First Rule of Writing the Emmy-Nominated Song ‘Harper and Will Go West’: Don’t Be Too Funny

TheWrap magazine: But that doesn’t mean Kristen Wiig and her fellow songwriters couldn’t rhyme go west with brand-new breasts

Will & Harper
"Will & Harper" (Credit: Netflix)

Many of the songs nominated in the Outstanding Original Music and Lyrics Emmy category occupy key spots in their programs, and “Agatha All Along”’s “The Ballad of the Witches’ Road” appears in eight different versions over the course of its season. But no other contender gets quite the buildup of “Harper and Will Go West,” the sprightly and touching ditty plays at the end of the documentary “Will & Harper.”

The film charts a cross-country trek made by Will Ferrell and his close friend Harper Steele, a former “Saturday Night Live” head writer who recently came out as a trans woman. Early in their journey, they phone their “SNL” pal Kristen Wiig and ask her to write them a theme song that’s a little folky, slightly jazzy, uptempo but not too up, sort of twangy, kind of country and will make you cry.

Their repeated but futile attempts to get back in touch with Wiig to check on her progress become a running theme throughout the movie, until the song pops up during the credits and pretty much checks all those boxes.

“The actual conversation was longer (than what you see in the film),” Wiig said. “They originally listed every type of music that you could possibly imagine. We had talked about making that version, but it would’ve been a crazy song that made everyone anxious.”

Will & Harper
Sean Douglas, Kristen Wiig and Josh Greenbaum (Photo by Cindy Ord/WireImage)

Instead, Wiig and composer/producer Sean Douglas sat down with “Will & Harper”director Josh Greenbaum to fashion the song in Douglas’ home studio.

“We started by talking about what it was going to be like, what themes, what styles we were going to use,” Wiig said. “I was extremely moved by the movie because Harper is an old friend, so it was a very emotional thing for me. And we didn’t want the song to just be a joke, but we wanted it to have some lightness, some humor.”

While he was editing the movie, Greenbaum said he struggled to find the right tone: “If I let things become too comedic, the film would not do justice to the pathos and emotion of the story. But if I stripped the film of all things comedic, I’d be incredibly disingenuous to the very funny people that Will and Harper are.”

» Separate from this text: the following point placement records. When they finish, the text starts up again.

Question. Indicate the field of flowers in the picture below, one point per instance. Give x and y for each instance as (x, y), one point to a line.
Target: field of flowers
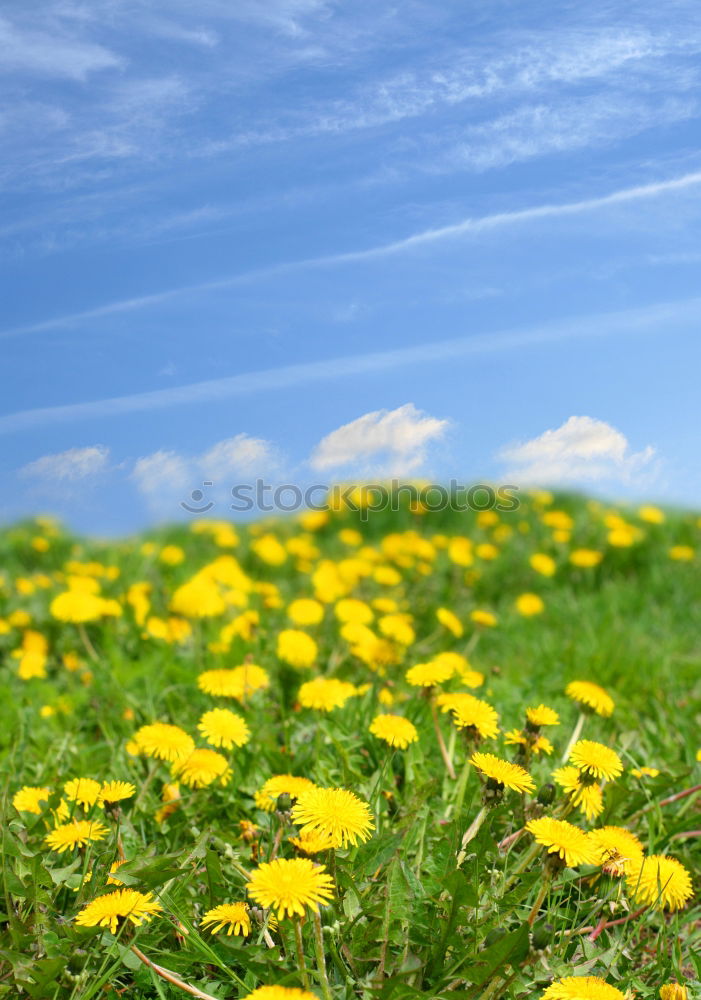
(450, 755)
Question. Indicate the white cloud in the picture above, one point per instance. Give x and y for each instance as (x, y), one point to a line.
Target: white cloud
(385, 442)
(161, 475)
(582, 450)
(74, 465)
(51, 54)
(167, 478)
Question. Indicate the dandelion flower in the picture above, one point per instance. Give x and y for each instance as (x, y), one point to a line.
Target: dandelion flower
(395, 730)
(565, 840)
(234, 682)
(336, 812)
(296, 648)
(596, 759)
(163, 741)
(542, 716)
(66, 836)
(591, 696)
(472, 713)
(280, 993)
(587, 797)
(428, 674)
(528, 605)
(28, 799)
(660, 881)
(289, 886)
(503, 772)
(450, 620)
(116, 791)
(585, 558)
(84, 791)
(673, 991)
(202, 768)
(223, 728)
(582, 988)
(645, 772)
(325, 693)
(619, 849)
(122, 904)
(232, 916)
(281, 784)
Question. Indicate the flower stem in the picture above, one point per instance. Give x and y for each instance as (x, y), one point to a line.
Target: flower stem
(320, 958)
(441, 743)
(574, 737)
(472, 832)
(299, 947)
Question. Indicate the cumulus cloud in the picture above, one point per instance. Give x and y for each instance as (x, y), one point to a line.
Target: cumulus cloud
(384, 442)
(72, 466)
(582, 450)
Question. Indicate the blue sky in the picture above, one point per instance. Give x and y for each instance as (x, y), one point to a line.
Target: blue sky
(309, 239)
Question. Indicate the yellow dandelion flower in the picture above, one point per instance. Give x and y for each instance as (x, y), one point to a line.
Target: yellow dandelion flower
(430, 673)
(565, 840)
(660, 881)
(473, 713)
(542, 716)
(336, 812)
(585, 558)
(281, 784)
(325, 693)
(29, 799)
(503, 772)
(234, 682)
(232, 916)
(163, 741)
(450, 621)
(66, 836)
(681, 553)
(296, 648)
(116, 791)
(289, 886)
(202, 768)
(529, 605)
(77, 606)
(84, 791)
(596, 759)
(305, 611)
(619, 850)
(481, 617)
(582, 988)
(591, 696)
(545, 565)
(587, 797)
(223, 728)
(673, 991)
(395, 730)
(122, 904)
(645, 772)
(280, 992)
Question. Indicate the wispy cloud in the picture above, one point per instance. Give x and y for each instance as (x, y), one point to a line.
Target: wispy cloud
(49, 54)
(650, 318)
(465, 227)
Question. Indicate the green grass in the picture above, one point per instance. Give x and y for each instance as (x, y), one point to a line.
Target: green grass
(406, 921)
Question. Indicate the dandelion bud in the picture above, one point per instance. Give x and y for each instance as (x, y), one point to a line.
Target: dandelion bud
(542, 935)
(546, 794)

In the studio, the songwriters reached for that same balance. “The biggest challenge was to make sure we were walking the line of celebrating the movie and the real emotional journey that they go on together, but also wanting to be funny,” Douglas said. “I was probably overly eager because Josh is so funny and Kristen’s famously funny. I was like, ‘What if we said this? What if we said that?’ And then you’re like, what are we really talking about here? You have to make sure the core of it stays true.”

Douglas started throwing out melodic ideas on the piano, and the song’s opening lines — “Harper and Will go west/Just a couple old friends and a couple brand-new breasts” — came quickly. (Douglas and Wiig are credited with writing the music, and all three with writing the lyrics.)

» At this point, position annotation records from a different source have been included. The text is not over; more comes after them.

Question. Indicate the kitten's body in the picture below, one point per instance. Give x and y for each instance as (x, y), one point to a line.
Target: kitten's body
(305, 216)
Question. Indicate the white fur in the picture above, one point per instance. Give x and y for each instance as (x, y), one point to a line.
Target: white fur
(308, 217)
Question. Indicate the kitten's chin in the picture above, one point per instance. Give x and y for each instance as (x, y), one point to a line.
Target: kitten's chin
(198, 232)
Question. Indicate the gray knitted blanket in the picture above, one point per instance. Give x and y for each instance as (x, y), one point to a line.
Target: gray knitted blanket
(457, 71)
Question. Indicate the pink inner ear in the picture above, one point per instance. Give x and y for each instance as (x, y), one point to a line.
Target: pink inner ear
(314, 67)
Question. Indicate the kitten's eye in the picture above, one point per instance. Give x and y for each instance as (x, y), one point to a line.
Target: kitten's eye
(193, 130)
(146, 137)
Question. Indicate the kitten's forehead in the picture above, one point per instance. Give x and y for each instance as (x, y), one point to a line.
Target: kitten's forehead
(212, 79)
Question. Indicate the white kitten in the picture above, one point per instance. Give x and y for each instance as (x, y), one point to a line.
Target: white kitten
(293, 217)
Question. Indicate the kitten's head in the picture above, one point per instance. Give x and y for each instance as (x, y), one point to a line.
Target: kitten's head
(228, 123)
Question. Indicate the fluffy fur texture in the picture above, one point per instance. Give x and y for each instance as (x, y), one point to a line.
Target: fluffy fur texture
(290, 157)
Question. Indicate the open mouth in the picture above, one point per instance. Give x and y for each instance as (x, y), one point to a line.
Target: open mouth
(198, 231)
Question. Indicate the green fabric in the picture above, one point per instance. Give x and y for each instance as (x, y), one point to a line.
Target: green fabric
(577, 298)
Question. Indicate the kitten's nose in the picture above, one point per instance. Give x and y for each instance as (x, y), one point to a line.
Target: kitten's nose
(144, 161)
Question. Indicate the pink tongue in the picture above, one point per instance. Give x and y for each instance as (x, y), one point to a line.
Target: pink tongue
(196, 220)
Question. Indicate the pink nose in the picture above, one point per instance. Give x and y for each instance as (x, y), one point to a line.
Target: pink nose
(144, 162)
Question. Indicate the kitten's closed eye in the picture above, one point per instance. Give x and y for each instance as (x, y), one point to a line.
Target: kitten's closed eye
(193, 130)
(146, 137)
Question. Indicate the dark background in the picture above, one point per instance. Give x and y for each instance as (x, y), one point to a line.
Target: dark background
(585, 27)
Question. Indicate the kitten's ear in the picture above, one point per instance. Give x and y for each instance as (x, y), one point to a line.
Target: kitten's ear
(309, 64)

“We had a certain groove going and the first couple of lines, and then we were off and running,” Douglas said. “Everyone was kind of passing the ball back and forth, and we had a song by the end of the day.”

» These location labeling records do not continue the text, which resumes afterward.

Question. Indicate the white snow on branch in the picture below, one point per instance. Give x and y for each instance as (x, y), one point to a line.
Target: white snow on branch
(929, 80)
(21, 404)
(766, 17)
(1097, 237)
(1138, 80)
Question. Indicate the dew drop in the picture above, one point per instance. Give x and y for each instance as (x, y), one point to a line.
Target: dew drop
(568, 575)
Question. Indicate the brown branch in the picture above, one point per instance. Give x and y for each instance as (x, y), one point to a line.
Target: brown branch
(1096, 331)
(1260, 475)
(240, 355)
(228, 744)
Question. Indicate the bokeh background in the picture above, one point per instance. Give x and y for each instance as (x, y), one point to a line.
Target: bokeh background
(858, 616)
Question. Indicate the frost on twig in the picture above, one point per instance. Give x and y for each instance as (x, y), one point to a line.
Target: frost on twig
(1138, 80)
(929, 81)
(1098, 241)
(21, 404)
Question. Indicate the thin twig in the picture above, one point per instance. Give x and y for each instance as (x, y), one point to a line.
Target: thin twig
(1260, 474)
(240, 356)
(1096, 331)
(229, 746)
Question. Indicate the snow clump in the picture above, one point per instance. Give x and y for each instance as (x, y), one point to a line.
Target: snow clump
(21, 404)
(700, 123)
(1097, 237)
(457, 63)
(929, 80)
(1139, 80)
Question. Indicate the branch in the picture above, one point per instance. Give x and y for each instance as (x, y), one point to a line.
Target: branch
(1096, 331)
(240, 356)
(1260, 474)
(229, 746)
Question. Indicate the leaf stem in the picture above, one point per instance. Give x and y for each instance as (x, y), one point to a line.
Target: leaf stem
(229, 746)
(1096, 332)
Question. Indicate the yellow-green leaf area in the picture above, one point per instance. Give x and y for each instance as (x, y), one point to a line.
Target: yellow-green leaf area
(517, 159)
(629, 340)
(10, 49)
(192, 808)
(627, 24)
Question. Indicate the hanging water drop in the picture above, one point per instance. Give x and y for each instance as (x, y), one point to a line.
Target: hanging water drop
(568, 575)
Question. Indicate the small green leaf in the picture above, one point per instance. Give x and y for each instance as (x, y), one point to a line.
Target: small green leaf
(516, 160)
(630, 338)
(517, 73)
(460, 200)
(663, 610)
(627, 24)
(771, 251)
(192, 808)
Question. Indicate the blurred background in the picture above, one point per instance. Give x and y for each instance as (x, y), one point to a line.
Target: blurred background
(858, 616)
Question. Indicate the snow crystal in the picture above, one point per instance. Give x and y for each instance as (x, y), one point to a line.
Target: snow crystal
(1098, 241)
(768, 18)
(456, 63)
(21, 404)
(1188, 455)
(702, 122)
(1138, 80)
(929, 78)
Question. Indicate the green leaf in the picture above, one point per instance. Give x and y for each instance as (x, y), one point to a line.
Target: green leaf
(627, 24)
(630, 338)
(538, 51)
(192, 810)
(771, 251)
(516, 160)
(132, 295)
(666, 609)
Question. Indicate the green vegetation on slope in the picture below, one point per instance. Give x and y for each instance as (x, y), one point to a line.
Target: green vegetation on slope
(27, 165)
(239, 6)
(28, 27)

The movie and song, by the way, underwent an awards transition. “Will & Harper” received enough of a theatrical release to qualify for the Oscars last year, but not enough to lose its Emmy eligibility. Last December, the movie made the 15-film shortlist in the Oscars’ Best Documentary Feature category, and “Harper and Will Go West” did the same in the Best Original Song category.  

An Oscar nomination in either category would have stripped the film of Emmy eligibility – but because it wasn’t nominated, it lived to resurface at the Emmys several months later.